Una vez terminada, Fukaeri abrió los ojos como platos y se quedó mirando a Tengo durante un rato. Como cuando los gatos dilatan las pupilas y observan algo en la oscuridad.

—Tú fuiste al pueblo de los gatos —le recriminó a Tengo.

—¿Yo?

—Fuiste a tu pueblo de los gatos. Y regresaste en tren.

—¿Eso crees?

Fukaeri, con el edredón de verano subido hasta el mentón, asintió con una cabezada.

—Tienes razón —dijo Tengo—. Fui al pueblo de los gatos y regresé en tren.

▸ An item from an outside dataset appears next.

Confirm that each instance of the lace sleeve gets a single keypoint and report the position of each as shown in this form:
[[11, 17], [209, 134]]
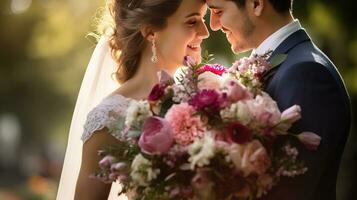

—Te has purificado —preguntó ella.

¿Purificar? —dijo Tengo. «¿Purificarme?»—. No, creo que todavía no.

—Tienes que hacerlo.

—¿Qué clase de purificación?

Fukaeri no contestó a esa pregunta.

—No es bueno ir al pueblo de los gatos y quedarte tal cual.

Los truenos resonaban violentamente, como si fueran a rajar el cielo en dos. El ruido era cada vez más intenso. Fukaeri se acurrucó en la cama.

—Ven aquí y abrázame —dijo Fukaeri—. Tenemos que ir juntos al pueblo de los gatos.

—¿Por qué?

—La lítel pípol podría encontrar la entrada.

—¿Porque no me he purificado?

—Porque juntos somos uno —dijo la chica.